Religion & Jewish Life

For haredi Orthodox, Internet threat hearkens back to the Enlightenment

Some 40,000 haredi Orthodox men filled Citi Field in New York to rally against the dangers of the Internet, May 20. (Ben Sales/JTA)

To the outside observer, the haredi Orthodox anti-Internet rally at New York’s Citi Field may have looked uniform: a single mass of black hats, white shirts and brown beards.

But the 40,000-strong crowd at the May 20 event was far from homogeneous.

Yiddish speakers sat next to Anglophones. Chasidim from Brooklyn mixed with “yeshivish” haredim (non-Chasidic) from Lakewood, N.J. Bobov Chasidim cheered along with Satmars.

These groups, while similar in many ways, usually stay within their own communities.

But it’s hardly the first time the haredi community has faced a threat from the outside world.

As speaker after speaker at the rally made clear, the Internet is the latest in a series of threats dating back to the Jewish Enlightenment, or Haskalah, which first opened up a path for Jews to leave tradition for the secular world.

“Just as they fought tooth and nail against the Haskalah, they’re fighting again against this,” said Samuel Heilman, a professor of sociology at the City University of New York who studies haredi communities. “They live in a singular world. They’ve tried to keep all the doorways locked from the inside, but you can only lock something from the inside if the people are willing to keep it locked.”

The rally was organized by Ichud HaKehillos LeTohar HaMachane, or Union of Communities for Purity of the Camp. The group barred women from attending, consistent with the haredi practice of separating the sexes.

Rabbi Ephraim Wachsman, a prominent haredi lecturer, and other speakers made clear at the rally that they view the Internet as a profound challenge to the haredi way of life.

“This issue is the test of the generation that threatens all of us,” Wachsman said. “Your strength at this gathering will determine what we look like a few years from now.”

At the same time, the Internet has become a necessity for many, if not most, haredim: They use it to conduct business, communicate with each other and even to promote Jewish observance.

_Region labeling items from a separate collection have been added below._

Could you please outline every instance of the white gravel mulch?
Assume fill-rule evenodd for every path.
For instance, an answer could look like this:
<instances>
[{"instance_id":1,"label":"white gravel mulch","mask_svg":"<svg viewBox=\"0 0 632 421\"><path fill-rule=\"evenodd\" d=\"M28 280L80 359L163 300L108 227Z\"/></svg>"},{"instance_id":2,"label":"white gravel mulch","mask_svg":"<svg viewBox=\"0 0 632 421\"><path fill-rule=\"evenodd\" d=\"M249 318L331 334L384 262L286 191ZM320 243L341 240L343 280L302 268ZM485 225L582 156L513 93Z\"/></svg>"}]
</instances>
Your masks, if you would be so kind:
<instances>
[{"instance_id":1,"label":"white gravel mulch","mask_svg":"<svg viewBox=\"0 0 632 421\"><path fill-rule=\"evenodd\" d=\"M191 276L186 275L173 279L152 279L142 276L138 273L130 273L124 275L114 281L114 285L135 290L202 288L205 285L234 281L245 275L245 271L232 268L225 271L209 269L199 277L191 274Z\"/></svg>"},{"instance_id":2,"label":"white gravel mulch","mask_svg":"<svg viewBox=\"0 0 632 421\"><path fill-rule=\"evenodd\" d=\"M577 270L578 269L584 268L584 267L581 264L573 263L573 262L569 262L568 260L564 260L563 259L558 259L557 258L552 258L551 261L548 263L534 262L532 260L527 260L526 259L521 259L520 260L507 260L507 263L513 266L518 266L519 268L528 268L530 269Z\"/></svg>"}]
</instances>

“In the sense that they have already used the Internet to spread their message far beyond the local community, the Internet has been good for them as well,” Heilman said. “They’re going to use it, going to say that the end justifies the means.”

The late Lubavitcher rebbe, Menachem Mendel Schneerson, famously embraced technology as a means of spreading the faith. The Chabad-Lubavitch movement, which did not officially participate in the rally, was an early adapter to the Internet age and has used online tools to spread its message.

“Everything God created in this world could be used for good or the opposite,” said Rabbi Zalman Shmotkin, director of Chabad.org. “It’s our responsibility to channel the enormous powers of technology in a positive manner.”

But the Internet’s dangers — not just pornography and the window it provides into the secular world, but even its potential for distraction — present the haredi lifestyle with the challenge of how to use it for good while keeping out the bad.

The haredi community is not alone in this struggle.

Jason Miller, a Conservative rabbi who maintains an active Web presence, said the Internet challenges anyone who cares about ethics.

“To some extent, we all need to have the Internet moderated for us,” Miller said. “Beyond modesty, there’s content that I don’t think is healthy or beneficial for individuals to see or read.”

Adrianne Jeffries, a female blogger who snuck into the rally disguised as a man, wrote that although not haredi, she found herself agreeing with some of the speakers’ points at the rally.

“There wasn’t much I could quibble with in the speech,” wrote Jeffries, who blogs for BetaBeat, a technology blog associated with The New York Observer. “The Internet is about instant gratification? It’s “fleeting and empty”? It causes us to waste productive hours? It threatens the preservation of isolated communities with strong traditions, such as the ultra-Orthodox Jews? Well, yes, but …”

For a community whose survival depends in part on maintaining its isolation, the Internet can be particularly pernicious.

“Jews should separate themselves from the general community,” Rabbi Yechiel Meir Katz, the Dzibo rebbe, said at the rally. “The great rabbis have done so in order to safeguard future generations.”

Even as he delivered his speech — in Yiddish that ran with English subtitles on Citi Field’s JumboTron — many in the crowd could be seen thumbing their BlackBerrys or iPhones.

“The battle against the Haskalah they lost,” Heilman said. “It’s clear that they’ve lost this one already.”

Alan Mittleman, a professor of Jewish thought at the Conservative movement’s Jewish Theological Seminary, said that on the contrary, the haredim are winning the battle against the Internet just as they survived the Haskalah.

“It’s a problem that they’ve already solved,” he said of the Internet. “It’s more powerful and invasive, a new kind of threat, but it’s the same kind of thing.”